There is no doubt that Armenia wasn’t alone in this, and it has accomplices and protectors, according to the article.
“During the Khojaly genocide, 613 people were killed, 1,000 civilians of different age became disabled as a result of bullet wounds,” reads the article. “As many as 106 women, 63 children, 70 elderly persons were killed, 8 families were totally exterminated, 25 children lost both parents, 130 children lost one of their parents. On the night of the tragedy, 1,275 innocent residents were taken hostage, while the fate of 150 people still remains unknown.”
Meryem Aybike Sinan also noted that despite that the Armenians, who lived on Turkish lands without any problems, shed the blood of innocent people, they continue to pass themselves off as victims.
“Unfortunately, the Turkish diaspora isn’t so influential in the US and EU countries,” reads the article. “As soon as the relations between Turkey and the US worsened, little “harmless” Armenia submitted the issue of the so-called “Armenian genocide” to the US Congress.”
The conflict between the two South Caucasus countries began in 1988 when Armenia made territorial claims against Azerbaijan.
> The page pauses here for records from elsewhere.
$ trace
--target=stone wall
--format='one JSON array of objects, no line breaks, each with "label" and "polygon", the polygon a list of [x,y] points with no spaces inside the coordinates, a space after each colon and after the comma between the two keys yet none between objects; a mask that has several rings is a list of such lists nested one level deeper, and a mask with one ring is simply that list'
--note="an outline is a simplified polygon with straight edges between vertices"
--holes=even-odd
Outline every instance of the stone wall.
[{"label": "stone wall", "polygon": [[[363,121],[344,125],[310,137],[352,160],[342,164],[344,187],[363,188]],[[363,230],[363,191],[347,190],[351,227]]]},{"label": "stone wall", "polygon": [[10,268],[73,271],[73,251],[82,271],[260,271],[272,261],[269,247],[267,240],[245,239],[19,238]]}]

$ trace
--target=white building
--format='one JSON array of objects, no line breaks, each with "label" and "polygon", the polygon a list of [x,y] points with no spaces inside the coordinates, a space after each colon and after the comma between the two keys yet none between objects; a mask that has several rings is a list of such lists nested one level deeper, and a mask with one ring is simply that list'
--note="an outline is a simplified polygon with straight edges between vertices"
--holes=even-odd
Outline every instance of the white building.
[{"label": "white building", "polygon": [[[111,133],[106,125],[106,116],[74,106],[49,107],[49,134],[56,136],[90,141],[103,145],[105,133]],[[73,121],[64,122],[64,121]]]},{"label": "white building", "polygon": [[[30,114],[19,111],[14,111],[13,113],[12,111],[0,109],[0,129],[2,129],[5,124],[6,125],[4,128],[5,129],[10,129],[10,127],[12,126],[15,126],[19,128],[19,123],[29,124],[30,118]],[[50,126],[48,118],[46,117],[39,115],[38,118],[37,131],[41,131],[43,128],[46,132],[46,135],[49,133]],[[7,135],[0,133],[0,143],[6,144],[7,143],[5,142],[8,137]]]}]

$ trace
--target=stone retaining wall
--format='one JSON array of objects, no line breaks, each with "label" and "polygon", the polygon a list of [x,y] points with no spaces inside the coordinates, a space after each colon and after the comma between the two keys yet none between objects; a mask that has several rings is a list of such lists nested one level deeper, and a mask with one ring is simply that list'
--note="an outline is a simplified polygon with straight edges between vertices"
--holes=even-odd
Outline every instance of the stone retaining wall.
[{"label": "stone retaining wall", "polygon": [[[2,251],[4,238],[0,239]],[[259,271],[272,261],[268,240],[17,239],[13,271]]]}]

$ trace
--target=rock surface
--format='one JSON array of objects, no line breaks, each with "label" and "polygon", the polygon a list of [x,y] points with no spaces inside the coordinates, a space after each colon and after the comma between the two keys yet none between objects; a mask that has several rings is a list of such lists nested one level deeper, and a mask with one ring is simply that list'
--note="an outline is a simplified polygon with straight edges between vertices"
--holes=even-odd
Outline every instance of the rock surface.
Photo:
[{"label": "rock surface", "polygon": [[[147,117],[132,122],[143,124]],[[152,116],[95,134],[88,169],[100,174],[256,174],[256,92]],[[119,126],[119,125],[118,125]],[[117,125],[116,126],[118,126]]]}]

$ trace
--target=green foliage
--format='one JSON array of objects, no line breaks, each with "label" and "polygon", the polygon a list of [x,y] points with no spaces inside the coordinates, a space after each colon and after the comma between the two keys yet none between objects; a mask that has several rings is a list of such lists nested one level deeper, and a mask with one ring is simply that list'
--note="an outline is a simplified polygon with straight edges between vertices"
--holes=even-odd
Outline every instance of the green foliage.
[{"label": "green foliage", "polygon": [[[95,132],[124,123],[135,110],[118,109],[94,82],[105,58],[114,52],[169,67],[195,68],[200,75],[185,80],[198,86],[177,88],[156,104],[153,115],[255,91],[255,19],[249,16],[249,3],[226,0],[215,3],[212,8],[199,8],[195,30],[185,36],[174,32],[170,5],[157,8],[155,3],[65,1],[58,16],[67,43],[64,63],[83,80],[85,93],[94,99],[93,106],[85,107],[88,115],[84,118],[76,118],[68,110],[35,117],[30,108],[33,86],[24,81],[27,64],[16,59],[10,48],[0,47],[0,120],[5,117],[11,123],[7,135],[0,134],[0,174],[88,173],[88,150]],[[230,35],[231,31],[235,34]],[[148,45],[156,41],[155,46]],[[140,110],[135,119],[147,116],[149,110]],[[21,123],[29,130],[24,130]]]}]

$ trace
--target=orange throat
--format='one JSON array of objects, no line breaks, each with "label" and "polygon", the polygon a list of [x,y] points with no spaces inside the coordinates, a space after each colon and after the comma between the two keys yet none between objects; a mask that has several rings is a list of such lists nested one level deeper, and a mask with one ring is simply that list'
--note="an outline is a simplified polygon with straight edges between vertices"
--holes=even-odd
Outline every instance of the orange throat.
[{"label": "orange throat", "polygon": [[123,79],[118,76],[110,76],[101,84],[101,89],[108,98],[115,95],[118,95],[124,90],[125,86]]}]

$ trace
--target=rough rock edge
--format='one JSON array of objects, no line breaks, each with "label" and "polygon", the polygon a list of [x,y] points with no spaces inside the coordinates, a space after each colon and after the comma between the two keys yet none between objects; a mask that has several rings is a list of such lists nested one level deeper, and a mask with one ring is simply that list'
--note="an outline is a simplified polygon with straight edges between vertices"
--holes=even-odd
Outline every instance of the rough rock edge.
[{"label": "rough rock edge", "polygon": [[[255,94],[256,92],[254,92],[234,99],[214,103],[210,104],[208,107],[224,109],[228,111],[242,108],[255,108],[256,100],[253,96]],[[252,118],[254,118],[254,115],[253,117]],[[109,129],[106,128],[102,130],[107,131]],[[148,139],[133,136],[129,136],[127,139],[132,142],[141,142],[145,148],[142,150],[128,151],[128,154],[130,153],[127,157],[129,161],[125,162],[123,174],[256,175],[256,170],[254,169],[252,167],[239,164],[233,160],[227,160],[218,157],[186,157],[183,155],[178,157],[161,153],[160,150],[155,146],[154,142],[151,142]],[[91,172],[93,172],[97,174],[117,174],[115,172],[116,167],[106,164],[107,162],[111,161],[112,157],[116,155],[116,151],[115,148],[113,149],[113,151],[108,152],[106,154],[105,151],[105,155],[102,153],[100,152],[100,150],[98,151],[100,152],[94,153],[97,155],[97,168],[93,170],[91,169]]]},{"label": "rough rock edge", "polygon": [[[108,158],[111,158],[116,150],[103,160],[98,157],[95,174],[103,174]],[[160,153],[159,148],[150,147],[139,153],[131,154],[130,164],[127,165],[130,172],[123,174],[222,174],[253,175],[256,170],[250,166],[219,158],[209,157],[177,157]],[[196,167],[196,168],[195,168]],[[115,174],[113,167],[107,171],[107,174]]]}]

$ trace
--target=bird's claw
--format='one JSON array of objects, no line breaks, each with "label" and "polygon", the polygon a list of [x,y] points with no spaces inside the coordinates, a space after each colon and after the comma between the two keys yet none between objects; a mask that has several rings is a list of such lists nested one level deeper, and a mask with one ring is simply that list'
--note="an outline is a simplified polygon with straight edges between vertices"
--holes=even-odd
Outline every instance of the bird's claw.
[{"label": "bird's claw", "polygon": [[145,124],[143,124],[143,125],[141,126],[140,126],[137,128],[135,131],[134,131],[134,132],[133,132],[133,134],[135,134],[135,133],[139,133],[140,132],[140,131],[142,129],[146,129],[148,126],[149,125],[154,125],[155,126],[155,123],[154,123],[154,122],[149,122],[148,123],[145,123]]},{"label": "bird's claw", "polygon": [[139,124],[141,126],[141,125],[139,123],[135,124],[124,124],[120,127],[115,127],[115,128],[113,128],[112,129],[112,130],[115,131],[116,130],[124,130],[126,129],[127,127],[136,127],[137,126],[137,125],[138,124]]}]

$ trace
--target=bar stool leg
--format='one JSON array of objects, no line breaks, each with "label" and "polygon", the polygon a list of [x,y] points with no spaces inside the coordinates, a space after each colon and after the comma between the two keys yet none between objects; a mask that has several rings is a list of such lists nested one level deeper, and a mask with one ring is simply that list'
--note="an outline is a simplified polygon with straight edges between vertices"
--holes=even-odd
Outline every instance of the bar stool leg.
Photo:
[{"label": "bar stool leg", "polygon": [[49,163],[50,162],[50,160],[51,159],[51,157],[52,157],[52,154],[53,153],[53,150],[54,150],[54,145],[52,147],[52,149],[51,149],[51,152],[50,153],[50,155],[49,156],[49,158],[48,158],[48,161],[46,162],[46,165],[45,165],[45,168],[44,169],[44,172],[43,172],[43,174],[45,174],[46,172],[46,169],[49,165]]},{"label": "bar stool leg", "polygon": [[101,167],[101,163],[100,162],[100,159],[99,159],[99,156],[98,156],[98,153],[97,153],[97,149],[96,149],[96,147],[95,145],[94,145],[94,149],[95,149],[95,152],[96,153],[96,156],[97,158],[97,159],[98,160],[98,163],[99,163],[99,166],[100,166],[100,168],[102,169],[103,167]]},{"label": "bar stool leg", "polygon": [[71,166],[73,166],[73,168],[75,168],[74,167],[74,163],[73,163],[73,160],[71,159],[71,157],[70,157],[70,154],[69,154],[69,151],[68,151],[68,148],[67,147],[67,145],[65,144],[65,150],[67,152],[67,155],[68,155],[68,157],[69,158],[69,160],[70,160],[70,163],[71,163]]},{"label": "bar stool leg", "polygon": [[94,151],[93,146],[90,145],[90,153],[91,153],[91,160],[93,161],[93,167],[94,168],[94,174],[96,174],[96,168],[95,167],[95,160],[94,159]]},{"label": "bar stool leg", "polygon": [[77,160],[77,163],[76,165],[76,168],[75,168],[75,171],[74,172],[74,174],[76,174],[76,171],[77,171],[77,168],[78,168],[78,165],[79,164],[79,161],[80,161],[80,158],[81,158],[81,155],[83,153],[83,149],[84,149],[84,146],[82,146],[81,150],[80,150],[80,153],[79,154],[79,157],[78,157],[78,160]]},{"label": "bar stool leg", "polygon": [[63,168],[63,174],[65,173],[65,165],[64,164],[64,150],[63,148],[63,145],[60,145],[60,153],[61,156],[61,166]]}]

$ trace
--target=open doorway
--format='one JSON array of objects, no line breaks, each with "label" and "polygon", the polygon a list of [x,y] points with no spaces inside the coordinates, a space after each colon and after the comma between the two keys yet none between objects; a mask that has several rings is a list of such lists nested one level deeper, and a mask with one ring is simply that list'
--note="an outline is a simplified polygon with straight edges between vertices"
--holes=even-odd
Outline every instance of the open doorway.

As a result of the ensuing war, in 1992 Armenian armed forces occupied 20 percent of Azerbaijan, including the Nagorno-Karabakh region and seven surrounding districts.
During the Karabakh war, on Feb. 25-26, 1992, the Armenian armed forces, together with the 366th infantry regiment of Soviet troops, stationed in Khankendi, committed an act of genocide against the population of the Azerbaijani town of Khojaly.
The 1994 ceasefire agreement was followed by peace negotiations. Armenia has not yet implemented four UN Security Council resolutions on withdrawal of its armed forces from Nagorno-Karabakh and the surrounding districts.